The latest statistical first release from the Higher Education Statistics Agency (HESA) was made on 15th January. New part-time enrolments (often, but not always, mature students) have fallen by 8% across the whole sector, adding to a 15% decline from the previous year. New full-time enrolments have increased by 1%.
Table 10 of the release provides a detailed analysis of OU student numbers (who are all considered to be part-time, regardless of the intensity of study undertaken). This has allowed me to update the chart I created last year.
The chart shows a year on year decline of 10.3% in overall student numbers, with an 11.7% decline in undergraduates. However, the number of postgraduate students has increased by 8.8%, albeit still below the number being taught by the OU in 2011/12.

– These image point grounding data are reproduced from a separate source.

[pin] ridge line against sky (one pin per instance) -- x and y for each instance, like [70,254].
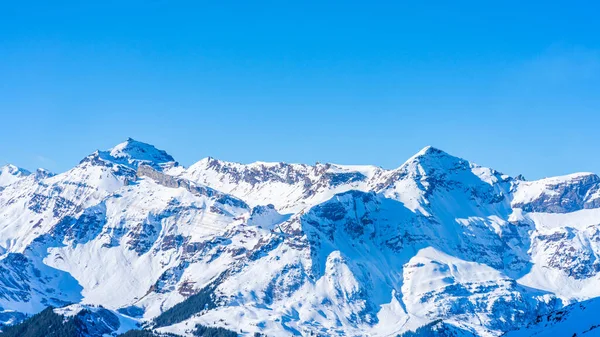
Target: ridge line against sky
[510,86]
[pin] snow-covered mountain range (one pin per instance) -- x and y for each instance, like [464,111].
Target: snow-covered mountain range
[291,249]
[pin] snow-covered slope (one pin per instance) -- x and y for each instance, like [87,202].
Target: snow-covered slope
[293,249]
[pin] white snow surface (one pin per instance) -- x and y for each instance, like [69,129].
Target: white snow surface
[295,249]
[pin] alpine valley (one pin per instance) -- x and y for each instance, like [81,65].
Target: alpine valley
[130,240]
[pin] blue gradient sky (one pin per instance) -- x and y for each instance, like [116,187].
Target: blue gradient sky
[512,85]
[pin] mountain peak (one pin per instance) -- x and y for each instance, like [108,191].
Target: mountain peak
[133,150]
[433,157]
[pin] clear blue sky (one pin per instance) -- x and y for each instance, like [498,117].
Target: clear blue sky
[514,85]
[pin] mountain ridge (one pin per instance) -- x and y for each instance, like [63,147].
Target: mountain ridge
[295,249]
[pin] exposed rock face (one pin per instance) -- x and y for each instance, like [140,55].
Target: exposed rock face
[292,249]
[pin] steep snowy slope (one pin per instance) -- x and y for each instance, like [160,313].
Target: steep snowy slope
[578,319]
[289,187]
[291,249]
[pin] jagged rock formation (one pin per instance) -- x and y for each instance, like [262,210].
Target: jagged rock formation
[293,249]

The OU has, of course, taken steps to ensure that it is able to survive in the current climate, not least by the nearly four-fold increase in module fees charged to students domiciled in England who are not on transitional fee arrangements. However, you can’t help but worry when you see figures like these for (a) the health of the institution and (b) the impact that changes in HE funding arrangements must be having on those who want or need to re-skill themselves later on in life. Lifelong learning continues to be undervalued by this government in much the same way that the previous Labour government undervalued it when they removed ELQ (equivalent or lower qualification) funding in 2008.
Perhaps there’s a glimmer of hope on the horizon. At the end of last year, UCAS released figures demonstrating that the number of students placed at UK HE institutions in 2014 reached an all-time high (these acceptances will of course be reflected in next year’s release from HESA). However, it would be misleading to extrapolate this data to the Open University as UCAS do not administer their admissions.
I wish Peter Horrocks, the new vice-chancellor of the OU, every success in the role which he is due to start on the 5th May, a mere two days before the general election. Let’s hope that whatever colour(s) the next government consists of they will be rather more sympathetic to the needs of lifelong learners than the last two have been.